There are 2 reasons for that.
This customer generates good business for your company.
And even more, it is much easier and less expensive to keep a customer happy than to acquire a new client.
How is LTV calculated?
LTV = Average Revenue Per User x Average Length of Relationship (in years)
Example: If a customer pays you for a one-time project $5,000, the LTV is $5,000.
But if another customer pays each month a monthly plan of $150 and you expect that we will stay with your company for 5 years, the LTV is $9,000.
Aim high: Higher the better.
As the name says, this metric tells you how much money returned to you after the initial spend on an ad. It will show you the profit, and not the revenue.
In other words, ROI tells you if it was worth investing or not.
How is Return On Investment (ROI) calculated?
ROI = (Amount Gained – Amount Spent) ÷ Amount Spent
Example: Let's say you earned $500 from an ad that costed you $100. Your ROI is 400%.
Aim high: A good marketing ROI is 5:1.
Return on Ad Spend (ROAS) shows how much revenue you got back from the amount of money you spend.
Don't confuse Return on Investment (ROI) with Return on Ad Spend (ROAS)
ROI measures the profit generated by ads relative to the cost of those ads, while ROAS measures gross revenue generated for every dollar spent on advertising.
A high ROAS means that your advertising strategy works is very efficient.
Use ROAS also to evaluate and measure the performance of each part of your ad campaigns. See which of them are bringing you the best returns and focus to make them even better.
How is Return On Ad Spend (ROAS) calculated?
ROAS = Amount Gained From Ads ÷ Amount Spent On Ads
Example: If you got $500 from an ad and you spent $100, the ROAS is 500%.
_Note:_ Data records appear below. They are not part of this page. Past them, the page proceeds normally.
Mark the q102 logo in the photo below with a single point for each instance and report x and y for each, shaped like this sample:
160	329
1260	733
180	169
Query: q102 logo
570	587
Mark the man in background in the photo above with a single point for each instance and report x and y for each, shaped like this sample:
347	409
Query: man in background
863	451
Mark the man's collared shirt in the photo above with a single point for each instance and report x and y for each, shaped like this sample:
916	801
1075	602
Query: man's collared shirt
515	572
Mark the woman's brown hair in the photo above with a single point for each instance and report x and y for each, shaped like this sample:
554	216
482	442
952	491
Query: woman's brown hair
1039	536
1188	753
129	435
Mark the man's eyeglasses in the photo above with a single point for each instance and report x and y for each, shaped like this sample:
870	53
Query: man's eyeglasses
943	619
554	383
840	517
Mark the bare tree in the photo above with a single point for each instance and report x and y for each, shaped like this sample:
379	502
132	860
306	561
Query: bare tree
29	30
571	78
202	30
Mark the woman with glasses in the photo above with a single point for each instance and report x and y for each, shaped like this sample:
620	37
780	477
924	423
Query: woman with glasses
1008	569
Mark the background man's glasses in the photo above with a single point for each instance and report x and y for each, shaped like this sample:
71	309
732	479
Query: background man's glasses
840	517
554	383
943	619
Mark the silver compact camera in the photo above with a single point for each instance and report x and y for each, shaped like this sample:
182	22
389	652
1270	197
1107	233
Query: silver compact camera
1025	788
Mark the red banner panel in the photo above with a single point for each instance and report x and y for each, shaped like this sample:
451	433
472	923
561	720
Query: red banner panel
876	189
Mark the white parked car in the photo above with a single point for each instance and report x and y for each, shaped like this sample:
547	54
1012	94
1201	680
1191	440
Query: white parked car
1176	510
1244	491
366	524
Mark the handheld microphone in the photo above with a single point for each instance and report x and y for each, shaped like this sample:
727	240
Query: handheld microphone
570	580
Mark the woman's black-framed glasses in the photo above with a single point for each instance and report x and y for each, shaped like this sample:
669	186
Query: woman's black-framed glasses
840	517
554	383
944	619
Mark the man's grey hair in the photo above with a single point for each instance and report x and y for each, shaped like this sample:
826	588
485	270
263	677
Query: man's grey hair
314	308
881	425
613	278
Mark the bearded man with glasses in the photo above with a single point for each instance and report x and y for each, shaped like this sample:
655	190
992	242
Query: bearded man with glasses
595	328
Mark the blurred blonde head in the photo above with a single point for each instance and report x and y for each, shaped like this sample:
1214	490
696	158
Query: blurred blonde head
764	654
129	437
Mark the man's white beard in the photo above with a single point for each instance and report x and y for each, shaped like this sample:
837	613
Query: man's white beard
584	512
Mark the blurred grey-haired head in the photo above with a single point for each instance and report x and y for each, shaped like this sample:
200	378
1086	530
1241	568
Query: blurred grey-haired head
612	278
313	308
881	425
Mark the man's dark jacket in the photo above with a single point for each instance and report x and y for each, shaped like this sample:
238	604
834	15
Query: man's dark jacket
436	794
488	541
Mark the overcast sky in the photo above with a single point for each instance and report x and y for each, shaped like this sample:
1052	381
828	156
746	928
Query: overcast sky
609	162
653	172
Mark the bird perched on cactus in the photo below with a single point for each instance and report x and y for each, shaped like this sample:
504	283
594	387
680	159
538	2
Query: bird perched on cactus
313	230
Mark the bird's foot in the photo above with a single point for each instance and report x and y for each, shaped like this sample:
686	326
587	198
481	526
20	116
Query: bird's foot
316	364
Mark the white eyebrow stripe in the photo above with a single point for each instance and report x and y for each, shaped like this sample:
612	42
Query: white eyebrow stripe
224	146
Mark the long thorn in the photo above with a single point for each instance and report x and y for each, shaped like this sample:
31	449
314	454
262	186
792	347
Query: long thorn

Aim high: A good ROAS is 4:1. For each invested dollar, you get back 4.
Bounce rate is the percentage of site visitors that leave your website without going to another page and without performing any action (clicking a link, filling a form, making a purchase).
A high bounce rate means that the audience is not right for your ad.
To understand with more ease, here is an example.
Let's say you sell cars and you advertise them online. If somebody clicks on the ad, it means that he is interested to find out more about your cars, but when the landing page opens, he sees that these cars are expensive and that he can't afford them.
He will immediately quit.
What should you understand if this happens and the bounce rate will stay high, is that you need to improve your ad and find your ideal customers.
If on your ad you would have specified the price of these cars, that person would not have clicked or if he would clicked, he would stayed on the page because he knew the price of the cars and we was ok with that.
When people land on a website with the right products, services, or information for them, they will stay and complete actions.
Bounce rate is also affecting your website ranking in Google Search, pay attention to this metric. Bounce Rate should be as low as possible and it is the metric that you will always analyze.
How is the Bounce Rate calculated?
Bounce Rate = (Single Page Visits ÷ Total Visits) x 100
Example: If 500 visitors enter a page, and 250 leave without doing any action, the Bounce rate is 50% which is not so bad.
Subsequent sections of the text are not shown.